When she’s not at El Llanito, she also leads community initiatives in barrios around Caracas in collaboration with the government, specifically focused on COVID-19 prevention and testing. While she doesn’t appreciate the constant propaganda, she legitimately wants to help. “It’s hard, going out to different barrios, not knowing who might be sick. We have children here. It’s risky, but this is the job.”
Julieth’s other sister-in-law, Marbelys, also lives in the apartment with the family. Right before the pandemic reached Venezuela, she left her hospital job for the private sector, helping patients in long-term recovery at home. Her routine is similar to Julieth’s now: every few days, she makes the trip to Bello Monte, in eastern Caracas (about two hours away by road) to take care of an elderly woman with advanced dementia.
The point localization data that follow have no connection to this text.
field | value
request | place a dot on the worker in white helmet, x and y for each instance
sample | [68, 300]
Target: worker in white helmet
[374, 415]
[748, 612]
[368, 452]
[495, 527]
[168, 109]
All the women in the family coordinate their schedules so that, despite their long shifts, one is always at the house, taking care of the kids.
Marbelis has a lot to deal with at home. She has two teenagers, Misael and Misbelys, and a younger son recently diagnosed with Asperger’s. His therapies have completely stopped, with no clue of when they can start again. “At least there are other kids here who are smart and can stimulate his mind, but it has been terrible, overall,” Marbelis says. “Life is completely paralyzed and who knows for how long?”
Julieth’s family shares a three-bedroom apartment between six adults, two teenagers and five children but, by being together, they get by. As Iraida says, “People create miracles. To live, to survive, to go out and get home healthy. Miracles. You live thanks to God, because money is never enough.”